J'avale ma salive et attend quelques secondes d'être sûre qu'il ait bien terminé, comme Rose nous a appris à le faire pour les interviews lors d'une de ses leçons. Je sais déjà quelle réponse il attend. Il veut entendre que l'idée vient du roi Maxon. Heureusement, je n'ai pas besoin de lui mentir pour lui donner une tout autre réponse :
- C'est une proposition de…
Je me stoppe. Je ne sais pas si c'est une bonne idée en fait… De leur révéler que c'est Valentine, une autre Sélectionnée de l'Elite, qui a proposé leur venue. A leurs yeux elle n'est qu'une Sélectionnée qui ne devrait peut-être pas avoir à provoquer ce genre de décision. D'ailleurs je ne sais même pas si les autres filles sont vraiment au courant que l'idée de base vient d'elle…
Je choisis de ne m'avancer qu'à moitié :
- Disons que, quand mes amies de l'Elite ici présentes ont essayé de me réconforter après l'accident, l'une d'elle a émis l'hypothèse que de voir ma famille me ferait du bien. Cette idée a fini par monter aux oreilles du prince Joshua Schreave qui l'a trouvée bonne.
Je souffle intérieurement. Ma réponse a l'air de bien passer. A la suivante…
Je sens que l'homme a envie de parler à nouveau mais le présentateur lui fait professionnellement comprendre que les autres ont aussi le droit à leur temps de parole. Il s'éclipse alors vers une autre personne ; encore un homme mais cette fois-ci plus jeune :
- Mais… Vous nous dites que le prince a pris cette décision. Je suppose que le roi a également donné son accord ? Il a aussi trouvé que c'était une bonne idée de faire venir votre famille… Vos parents… Votre père et… Votre mère ?
Et bien suppose ce que tu veux ! Que veux-tu que je te dise ?, je pense en entendant son air bourré de sous-entendu.
Malgré mon énervement, je ne laisse rien paraître. Je ne dois pas me faire avoir.
- Oui.
Je ne m'étends pas plus. Après tout, ça répond à sa question. Donc ça suffit. Je ne veux pas rentrer dans leur jeu.

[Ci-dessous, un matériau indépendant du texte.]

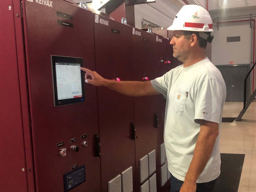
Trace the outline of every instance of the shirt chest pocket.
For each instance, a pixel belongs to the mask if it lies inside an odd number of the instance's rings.
[[[183,112],[185,102],[188,93],[185,91],[178,89],[173,102],[173,109],[176,112]]]

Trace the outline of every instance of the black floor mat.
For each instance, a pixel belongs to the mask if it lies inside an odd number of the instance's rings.
[[[221,154],[221,175],[213,192],[237,192],[245,156],[244,154]]]
[[[232,123],[236,120],[236,117],[222,117],[222,122],[224,123]]]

D'autres questions plus banales s'enchainent. Le fait de savoir combien de temps ils vont rester –on ne se sait pas encore exactement–, seront-ils présents à tous les bulletins –en principe non–… Puis une femme qui doit avoir une dizaine d'années de moins que ma mère se lève à son tour, le micro en main :
- Je suis Alice. Excusez-moi mais j'entends vos réponses depuis le début de l'émission, je n'ai rien à vous demander personnellement, mais j'aimerais vous mettre en garde. Sauf votre respect Mademoiselle Leger –et je m'adresse également à vous, vos majestueuses majestés– mais le favoritisme n'est pas quelque chose que l'on s'attend à voir dans une Sélection. Ce genre de complot est-il vraiment raisonnable ?
Un sourire rude plisse mon visage, je fixe celle qui vient de parler du regard et lance presque inconsciemment :
- "Est-ce vraiment raisonnable ?". Vous vous contredisez. Je croyais que vous n'aviez "rien à me demander personnellement".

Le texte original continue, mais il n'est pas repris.